No more ‘cheeseburgers’
Local referee launches campaign to improve adult behavior at youth sports events
Brian Barlow, a youth soccer referee from Broken Arrow, has become something of a minor celebrity. Things really started taking off last July when The New York Times published a story about him, followed by numerous appearances on TV news segments and newspaper articles, all covering his crusade to eliminate verbal and physical harassment of officials at youth sports events.
Barlow started a Facebook page called “Offside” examining the problem. He posts videos of parents and coaches berating referees for all the world to see, with the hope that exposing the behavior of verbally abusive grown-ups (whom he calls “cheeseburgers”) will make others think twice before causing a scene.
“We’re making a bold statement by offering $100 for people to capture videos of referee abuse, whether it’s verbal or physical,” Barlow said. “I think that’s the ‘wow’ factor, but I will say the awareness has grown to where now I can walk around—it can be in Denver, [. . .] Seattle, Chicago, Tulsa—somebody’s going to stop me and say, ‘Hey, I love what you’re doing on the site,’ or ‘Hey, I’m not a cheeseburger anymore!’ I would say it’s definitely got some legs now.”
Barlow has also launched a program called Stop Tormenting Officials Permanently (STOP), which sells signs for youth sports organizations and facilities—for any sport—to put up on their premises.
“It’s visual accountability for clubs and organizations,” said Barlow, who has sunk about $45,000 of his own money into his referee website endeavors. “It’s an expectation of, ‘We are aware of what you’re capable of. We don’t tolerate it. These are the boundaries. If you stay within the boundaries, you’re going to be fine, and if you don’t, you’re out of here.’ It’s gone well. I get a ton of positive feedback on it.”
The signs include slogans such as, “Warning! Screaming at officials not allowed!” and, “Caution! Players playing, coaches coaching, officials officiating—mistakes will be made, stay calm.” Other signs warn that anyone yelling at an official will be removed from the spectator area.
For those who aren’t frequent visitors to a youth sports sideline, the conduct of parents and coaches can be shocking, especially considering that games for younger kids feature referees as young as 12 years old. Barlow recently met with a 17-year-old referee in El Paso who suffered a concussion and a fractured orbital bone after being assaulted by a 35-year-old man coaching a soccer team of nine-year-olds. Barlow also visited the family of John Bieniewicz, a ref in Detroit who died in 2014 after he was attacked during a game by an adult soccer player who was about to be penalized with a red card.
That kind of behavior has fed a vicious cycle that has seen more and more officials quit because they no longer want to endure the abuse that comes with the job. Fewer officials means the ones that remain are sometimes overworked and more prone to make mistakes. The inexperienced replacements will make more errors while learning. It just perpetuates the problem.
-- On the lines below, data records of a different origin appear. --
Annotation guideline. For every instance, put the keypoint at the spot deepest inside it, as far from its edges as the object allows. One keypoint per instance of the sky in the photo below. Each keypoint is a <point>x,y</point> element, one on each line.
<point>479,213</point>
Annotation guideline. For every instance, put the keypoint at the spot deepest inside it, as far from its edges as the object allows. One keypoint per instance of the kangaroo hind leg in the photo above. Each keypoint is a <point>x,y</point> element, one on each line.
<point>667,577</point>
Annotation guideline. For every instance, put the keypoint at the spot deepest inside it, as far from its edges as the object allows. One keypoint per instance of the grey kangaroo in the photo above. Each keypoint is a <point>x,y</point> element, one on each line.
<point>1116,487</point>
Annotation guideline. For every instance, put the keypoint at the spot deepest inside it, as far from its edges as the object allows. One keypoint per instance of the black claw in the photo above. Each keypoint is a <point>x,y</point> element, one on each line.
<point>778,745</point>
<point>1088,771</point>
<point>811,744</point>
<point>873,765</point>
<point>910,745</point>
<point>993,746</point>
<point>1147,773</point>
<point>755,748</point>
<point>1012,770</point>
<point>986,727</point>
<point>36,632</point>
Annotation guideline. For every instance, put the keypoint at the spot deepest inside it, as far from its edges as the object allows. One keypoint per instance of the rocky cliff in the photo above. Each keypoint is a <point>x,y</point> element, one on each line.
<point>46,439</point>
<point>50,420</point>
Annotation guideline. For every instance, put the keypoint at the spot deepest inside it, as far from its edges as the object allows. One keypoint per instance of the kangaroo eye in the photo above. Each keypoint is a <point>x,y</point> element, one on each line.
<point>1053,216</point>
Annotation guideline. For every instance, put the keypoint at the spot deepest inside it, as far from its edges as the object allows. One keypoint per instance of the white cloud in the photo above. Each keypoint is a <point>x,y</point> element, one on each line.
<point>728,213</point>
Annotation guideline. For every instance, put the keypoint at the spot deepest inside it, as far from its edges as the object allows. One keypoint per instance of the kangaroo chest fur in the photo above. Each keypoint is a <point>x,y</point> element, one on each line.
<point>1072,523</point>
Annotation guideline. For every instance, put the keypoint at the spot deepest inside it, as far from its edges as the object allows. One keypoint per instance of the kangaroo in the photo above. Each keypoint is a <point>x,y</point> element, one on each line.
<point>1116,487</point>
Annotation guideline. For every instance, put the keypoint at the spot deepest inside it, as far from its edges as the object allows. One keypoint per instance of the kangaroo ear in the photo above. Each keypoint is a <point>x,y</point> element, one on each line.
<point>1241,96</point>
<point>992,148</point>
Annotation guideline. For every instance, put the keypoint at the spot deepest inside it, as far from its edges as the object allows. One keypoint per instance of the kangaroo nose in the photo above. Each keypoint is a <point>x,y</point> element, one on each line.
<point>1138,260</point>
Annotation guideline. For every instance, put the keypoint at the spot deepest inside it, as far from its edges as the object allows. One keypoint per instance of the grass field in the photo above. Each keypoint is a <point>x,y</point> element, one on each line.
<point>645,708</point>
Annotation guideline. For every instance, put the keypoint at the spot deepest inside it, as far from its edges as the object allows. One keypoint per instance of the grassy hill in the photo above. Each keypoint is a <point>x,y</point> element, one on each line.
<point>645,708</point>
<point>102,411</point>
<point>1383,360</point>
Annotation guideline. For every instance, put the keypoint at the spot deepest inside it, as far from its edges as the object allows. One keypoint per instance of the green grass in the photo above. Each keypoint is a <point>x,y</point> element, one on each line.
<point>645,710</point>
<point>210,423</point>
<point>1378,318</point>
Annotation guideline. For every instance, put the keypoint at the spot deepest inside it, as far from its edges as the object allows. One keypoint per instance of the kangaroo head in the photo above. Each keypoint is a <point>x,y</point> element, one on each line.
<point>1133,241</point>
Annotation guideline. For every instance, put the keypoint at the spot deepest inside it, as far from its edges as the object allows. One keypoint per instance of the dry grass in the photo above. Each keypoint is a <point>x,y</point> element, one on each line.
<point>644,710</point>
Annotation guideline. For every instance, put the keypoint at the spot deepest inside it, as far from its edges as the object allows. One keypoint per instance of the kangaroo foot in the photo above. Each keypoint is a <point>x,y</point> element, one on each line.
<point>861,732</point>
“We have more games than ever before and less officials,” Barlow said. “The state of Michigan lost 400 referees after the Bieniewicz incident, 80 percent of them youth referees. It all comes full circle. Everybody wants the best referees, everybody wants fresh referees, and everyone wants the referee to be perfect on their match and it just is never going to happen—especially if we don’t change our behavior.”
Barlow points out that even though officiating will never be perfect, that is just one of the lessons that youth sports teaches the players.
“You’re going to get bad calls. The ref’s going to miss stuff,” Barlow said. “We’re human beings. It isn’t about the perfectly-officiated game. It’s about how to teach Little Sammy and Little Sally how to get up off the ground when they get pushed down, how they keep going whenever they don’t get the whistle. That’s the true innocence of youth sports—how to overcome adversity, winning with dignity, losing with grace.”
Since starting his websites and calling out adults for unacceptable behavior, Barlow is continually updated of new incidents across the U.S. and beyond. But he also sees that slowly but surely, progress is being made.
“All over the country, there’s a serious issue,” he said. “I’m just trying to change that behavior by making people look like idiots on video on my website. And so far, it’s working. I do see a glimmer of hope.”